611) Paul Kennedy revisita a historia da ONU

Charles De Gaulle chamava a ONU de "le grand machin", de forma depreciativa, por certo.
Não sei se Paul Kennedy, o celebrado historiador, autor de "Ascensão e queda das grandes potências", tem a mesma opinião.
Eu ainda não li e não conheço o livro que ele acaba de publicar sobre a ONU. Uma resenha foi publicada no NYT deste fim de semana.

Bad Company

THE PARLIAMENT OF MAN: The Past, Present, and Future of the United Nations.
By Paul Kennedy.
361 pp. Random House. $26.95.

Review by JAMES TRAUB
The New York Times Review of Books, August 13, 2006

If the United Nations didn’t exist, Fox News would have to invent it. There is no more satisfying all-purpose explanation for America’s failure to have its way in the world than “the U.N.” Indeed, our very own ambassador to the institution, John Bolton, has described it as “a target-rich environment” — like Iran, perhaps, but without the capacity to fight back.

It takes a brave man, or a blithe one, to write about the United Nations as if it had some purpose other than either to obstruct or to accommodate American policy goals. I’m not sure which category the Yale historian Paul Kennedy belongs to, but it’s safe to say “The Parliament of Man” will earn him no credit from the America-first crowd.

One of the chief virtues of this even-handed, mild-mannered appraisal is Kennedy’s ability to embed the United Nations in the long history of schemes to end war once and for all. The dream of substituting reason for force, he writes, was “a central part of the intellectual architecture of the Enlightenment” — most famously captured in Immanuel Kant’s “Perpetual Peace” of 1795. Statesmen themselves had little patience for such castles in the sky — until the 19th-century tangle of treaty obligations was buried, along with the youth of Europe, beneath the fields of Flanders. War had now become so abhorrent that the Kantian project seemed not naïve but indispensable, and the world’s chief states sought collective security in a League of Nations.

Kennedy observes that the League represented a real advance. But the shameful failure of its feeble fail-safe mechanisms in the face of German and Japanese aggression proved all too clearly that no parliament of man (a term first coined by the young Tennyson) could afford to be blind to the real nature of states and of men. American and British diplomats toiling in the havoc of World War II thus designed an astonishingly ambitious replacement for the League. Difficult though it is to recall today, the United Nations was expected to operate as an institutionalized form of the wartime alliance, with the victorious powers at its core and a military committee to serve as their Joint Chiefs of Staff. The planners were also acutely aware of the political effects of the Depression, which had legitimized authoritarianism of both the left and the right, so they established the World Bank and the International Monetary Fund to ensure economic stability. The system that emerged genuinely constituted, as Kennedy observes, “a new world order.”

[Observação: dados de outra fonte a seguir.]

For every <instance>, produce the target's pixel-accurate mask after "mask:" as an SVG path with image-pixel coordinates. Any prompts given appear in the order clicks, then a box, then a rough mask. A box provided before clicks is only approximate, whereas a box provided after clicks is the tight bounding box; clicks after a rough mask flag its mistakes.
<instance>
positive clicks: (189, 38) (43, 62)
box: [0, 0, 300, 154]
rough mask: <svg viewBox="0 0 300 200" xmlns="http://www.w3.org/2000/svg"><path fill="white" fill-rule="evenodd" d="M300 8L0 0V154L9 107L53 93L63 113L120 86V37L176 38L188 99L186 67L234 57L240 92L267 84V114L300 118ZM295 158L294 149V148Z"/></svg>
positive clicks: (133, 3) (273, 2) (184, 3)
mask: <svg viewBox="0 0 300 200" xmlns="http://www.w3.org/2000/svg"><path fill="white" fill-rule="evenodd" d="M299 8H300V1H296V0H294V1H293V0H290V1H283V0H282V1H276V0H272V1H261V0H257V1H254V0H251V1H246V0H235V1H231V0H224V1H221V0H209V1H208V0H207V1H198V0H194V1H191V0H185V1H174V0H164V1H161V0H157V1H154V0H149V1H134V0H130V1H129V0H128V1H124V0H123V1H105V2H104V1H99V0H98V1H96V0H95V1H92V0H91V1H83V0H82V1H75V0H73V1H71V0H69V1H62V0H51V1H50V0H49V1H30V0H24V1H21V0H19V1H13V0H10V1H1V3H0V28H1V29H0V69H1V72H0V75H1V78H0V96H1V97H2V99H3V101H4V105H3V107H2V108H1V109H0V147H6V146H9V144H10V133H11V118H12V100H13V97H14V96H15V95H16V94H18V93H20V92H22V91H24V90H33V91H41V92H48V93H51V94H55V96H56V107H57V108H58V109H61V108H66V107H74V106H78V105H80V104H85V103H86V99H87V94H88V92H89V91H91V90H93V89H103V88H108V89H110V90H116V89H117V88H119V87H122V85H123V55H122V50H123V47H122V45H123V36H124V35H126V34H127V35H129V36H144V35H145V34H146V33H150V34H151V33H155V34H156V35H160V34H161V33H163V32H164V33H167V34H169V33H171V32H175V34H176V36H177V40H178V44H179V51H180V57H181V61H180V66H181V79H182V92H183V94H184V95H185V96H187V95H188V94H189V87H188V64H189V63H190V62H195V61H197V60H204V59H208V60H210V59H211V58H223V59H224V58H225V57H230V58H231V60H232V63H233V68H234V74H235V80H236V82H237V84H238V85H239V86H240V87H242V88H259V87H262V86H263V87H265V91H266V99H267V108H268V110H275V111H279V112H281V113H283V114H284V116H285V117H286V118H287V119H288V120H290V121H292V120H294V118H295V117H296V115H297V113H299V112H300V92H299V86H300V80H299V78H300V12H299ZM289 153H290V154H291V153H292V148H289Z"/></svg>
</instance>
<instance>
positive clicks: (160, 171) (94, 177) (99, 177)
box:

But this order, too, abjectly failed when the cold war paralyzed the collective-security apparatus. Kennedy provides a dutiful, and largely familiar, summation of the 45-year deep freeze that ended with the first gulf war, and then a quick account of the phases that followed: post-cold-war euphoria; humiliating reversals in the Balkans and Africa; chastened but increasingly forceful activism under Secretary General Kofi Annan, and finally the train wreck of the debate over war in Iraq. Kennedy’s regard for the system’s design leads him to insist that this confrontation actually vindicated the United Nations Charter. “One of the breaker points (fuses) built into the 1945 system had been triggered,” he writes, since one permanent member of the Council had tried, and failed, to gain the acquiescence of the other four. This is a little bit on the order of: the house may have burned down, but at least the alarm worked.

“The Parliament of Man” is organized thematically rather than chronologically — good for conceptual clarity, bad for narrative drive — and Kennedy devotes as much attention to the “soft” United Nations of social and economic development as to the “hard” United Nations of political mediation and peacekeeping. The former is the organization that most people outside the West care about, and that absorbs most of its energies, in the form of the many agencies and programs dealing with poverty, the environment, women’s rights and public health.

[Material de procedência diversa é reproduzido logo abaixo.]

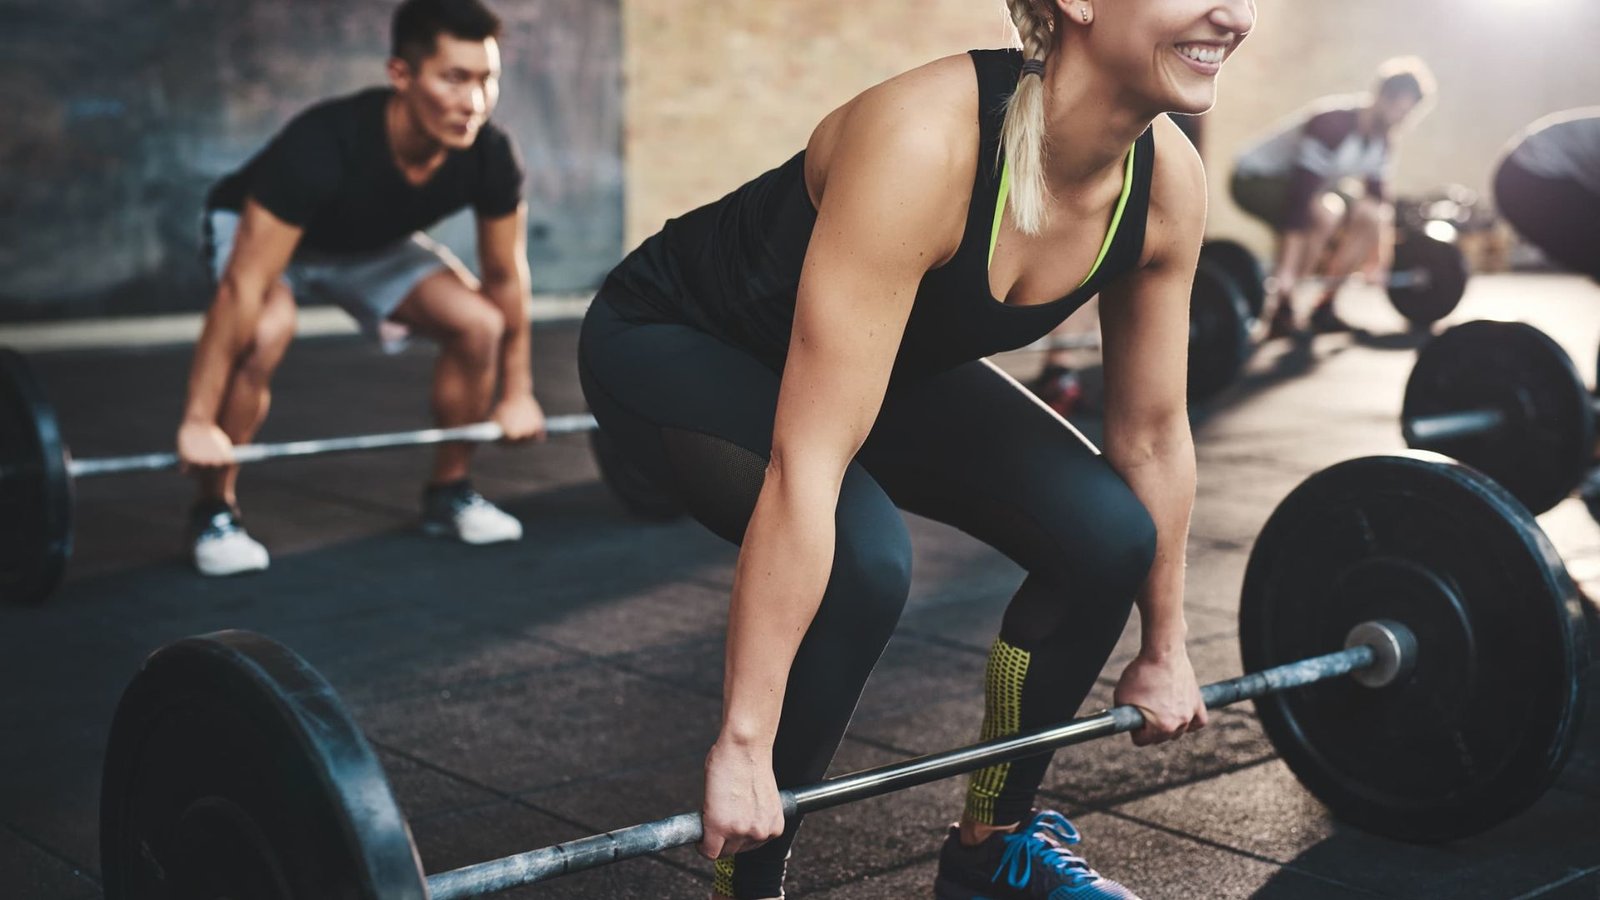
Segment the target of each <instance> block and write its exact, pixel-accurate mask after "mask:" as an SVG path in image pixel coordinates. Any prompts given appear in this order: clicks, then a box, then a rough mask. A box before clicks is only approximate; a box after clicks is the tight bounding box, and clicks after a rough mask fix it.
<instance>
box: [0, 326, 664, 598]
mask: <svg viewBox="0 0 1600 900" xmlns="http://www.w3.org/2000/svg"><path fill="white" fill-rule="evenodd" d="M546 428H547V431H549V434H573V432H589V434H590V444H592V448H594V455H595V464H597V468H598V469H600V476H602V479H603V480H605V484H606V487H610V488H611V492H613V493H614V495H616V498H618V500H619V501H621V503H622V504H624V506H626V508H627V509H629V511H632V512H635V514H640V516H646V517H651V519H670V517H675V516H677V514H678V512H682V506H680V504H678V501H677V498H675V496H672V495H669V493H667V492H664V490H661V488H659V487H656V485H654V482H651V479H648V477H646V476H643V474H642V472H638V471H637V468H634V464H632V463H630V461H629V460H627V456H626V455H624V453H621V452H616V450H614V448H613V445H611V444H610V442H608V440H606V439H605V436H603V434H602V432H600V431H598V428H597V426H595V420H594V416H590V415H587V413H574V415H562V416H550V418H547V420H546ZM502 437H504V432H502V431H501V428H499V424H498V423H493V421H485V423H475V424H467V426H459V428H427V429H418V431H397V432H386V434H362V436H350V437H322V439H310V440H290V442H282V444H248V445H240V447H235V448H234V460H235V463H242V464H243V463H259V461H269V460H285V458H293V456H317V455H326V453H349V452H360V450H384V448H395V447H422V445H432V444H446V442H475V444H485V442H493V440H499V439H502ZM176 468H179V458H178V455H176V453H170V452H163V453H141V455H131V456H104V458H85V460H74V458H72V453H70V452H69V450H67V445H66V442H64V440H62V439H61V428H59V424H58V421H56V412H54V407H53V405H51V402H50V399H48V397H46V396H45V389H43V386H42V384H40V383H38V380H37V378H35V376H34V372H32V368H30V367H29V364H27V360H26V359H24V357H22V356H21V354H18V352H16V351H11V349H6V348H0V601H10V602H40V601H43V599H45V597H48V596H50V594H51V591H54V588H56V585H58V583H59V580H61V575H62V573H64V570H66V564H67V559H69V557H70V556H72V496H74V484H75V482H77V479H80V477H99V476H112V474H123V472H144V471H163V469H176Z"/></svg>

Western analysts and journalists tend to give the soft United Nations short shrift. What, after all, is the connection between all these programs and the actual condition of men, women and children? Kennedy, to his credit, concedes that United Nations development bodies haven’t done much to eradicate poverty, and that the low status of women “remains a signal failure in our human condition.” But he also claims — convincingly, I think — that concepts like “sustainable development” that have emerged from the endless palaver have changed the global debate in lasting and important ways. Hardheaded Western critics should bear this distinction in mind before dismissing the whole kit and caboodle.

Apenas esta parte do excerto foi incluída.